Now you should be presented with the following screen:

partitions2

We have to create three partitions, root, home, and swap. First we create the root partition. Select the Free Space and hit the Create button.

root

The only options we need to specify for all three partitions are File Size, File System and Mount Point. Specify the size. That should be around 20 GB at least, but can be less. I chose ~50 GB, or, 50470 MB. File system should be ext4 and Mount Point /. Next, we create the home partition:

home

Here, I specified the size to be 2 GB less than what I have left of my free space. Those remaining 2 GB I will dedicate to my swap partition. File system should be ext4 and mount point /home. The last partition we create is swap:

swap

File size should be those remaining 2 GB and file system is linuxswap. Before we continue, we will have to do one more thing. We have to tell the system where to install GRUB, the Linux bootloader. We will install GRUB on the same partition as the Windows Bootloader is installed. Generally, that is partition 2, or /dev/sdb2. It is known as the EFI System Partition. Select partition 2 and hit Edit. All you need to do is specify the Mount Point as /boot/efi.

efi

Now, we can continue. The next screen asks you for user information. Specify your username, computer name, and password. I applied the following configuration:

users

Click Next and you will see a summary of all changes to be made. Double check that everything is to your liking and then click Next.

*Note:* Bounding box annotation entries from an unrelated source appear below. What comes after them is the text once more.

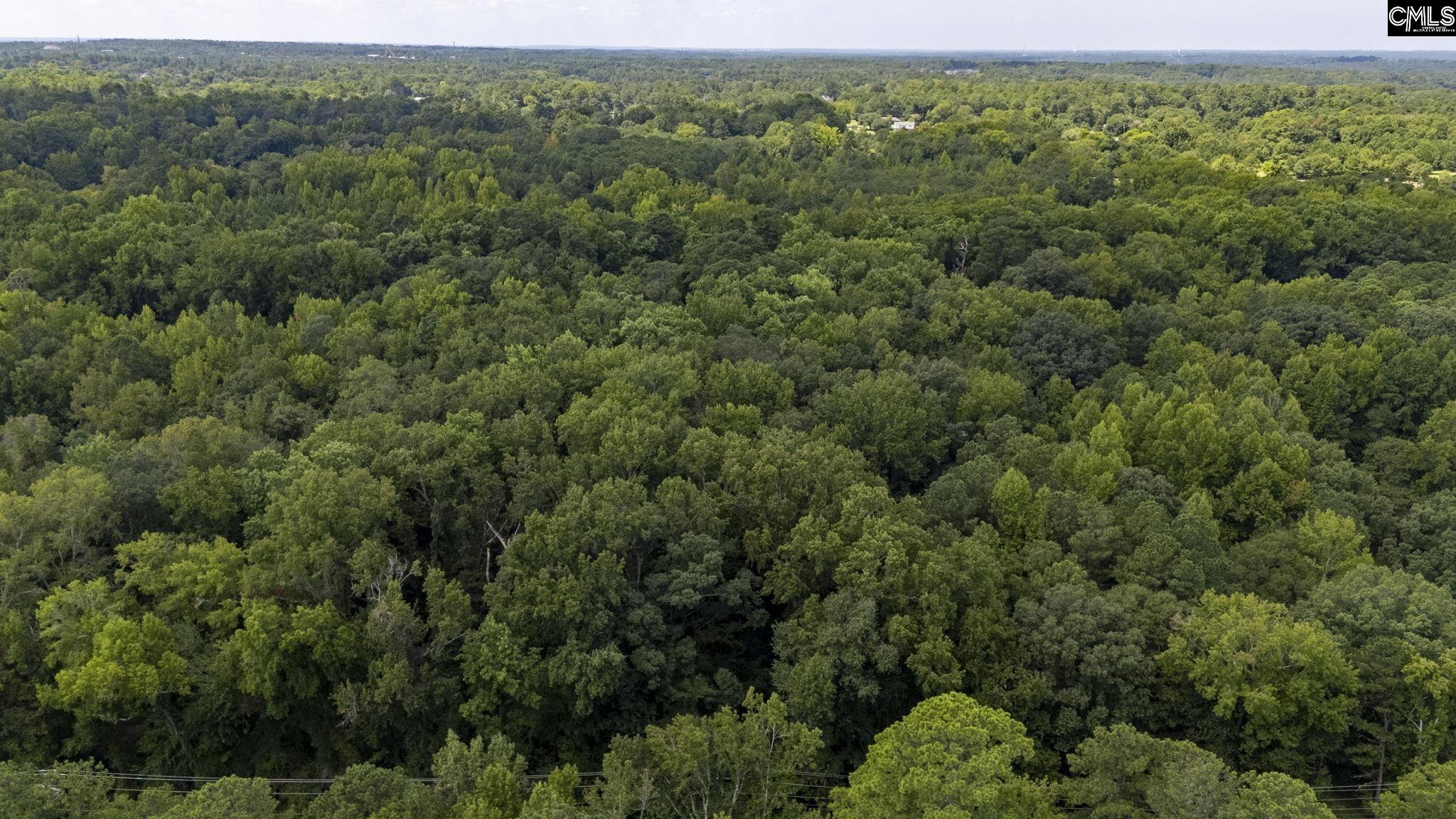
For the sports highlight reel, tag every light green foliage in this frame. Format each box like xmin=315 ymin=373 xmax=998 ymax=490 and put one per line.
xmin=1159 ymin=592 xmax=1357 ymax=759
xmin=833 ymin=694 xmax=1051 ymax=819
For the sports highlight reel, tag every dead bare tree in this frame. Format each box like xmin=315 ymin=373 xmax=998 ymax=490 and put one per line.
xmin=485 ymin=520 xmax=521 ymax=583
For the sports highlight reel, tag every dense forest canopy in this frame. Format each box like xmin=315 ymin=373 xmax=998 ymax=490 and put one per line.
xmin=0 ymin=41 xmax=1456 ymax=819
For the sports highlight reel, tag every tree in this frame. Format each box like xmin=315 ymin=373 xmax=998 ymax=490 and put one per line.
xmin=1374 ymin=762 xmax=1456 ymax=819
xmin=593 ymin=692 xmax=823 ymax=819
xmin=161 ymin=777 xmax=278 ymax=819
xmin=1159 ymin=592 xmax=1359 ymax=771
xmin=1059 ymin=724 xmax=1239 ymax=819
xmin=831 ymin=694 xmax=1053 ymax=819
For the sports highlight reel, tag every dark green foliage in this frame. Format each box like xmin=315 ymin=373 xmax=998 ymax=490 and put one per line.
xmin=0 ymin=42 xmax=1456 ymax=819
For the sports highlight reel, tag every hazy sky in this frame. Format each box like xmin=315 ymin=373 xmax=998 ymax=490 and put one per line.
xmin=11 ymin=0 xmax=1456 ymax=50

Once the installation has successfully completed, booting into your new dual boot system will only allow you to boot into Manjaro at this point. Don't worry, we will fix that in a second. After Manjaro fully booted, open the terminal and run the following command:

sudo update-grub && reboot
sudo update-grub && reboot

Now, when you start your computer you should be able to select in the GRUB bootloader between Manjaro and Windows 10 and your dual boot system should be fully functional from this point!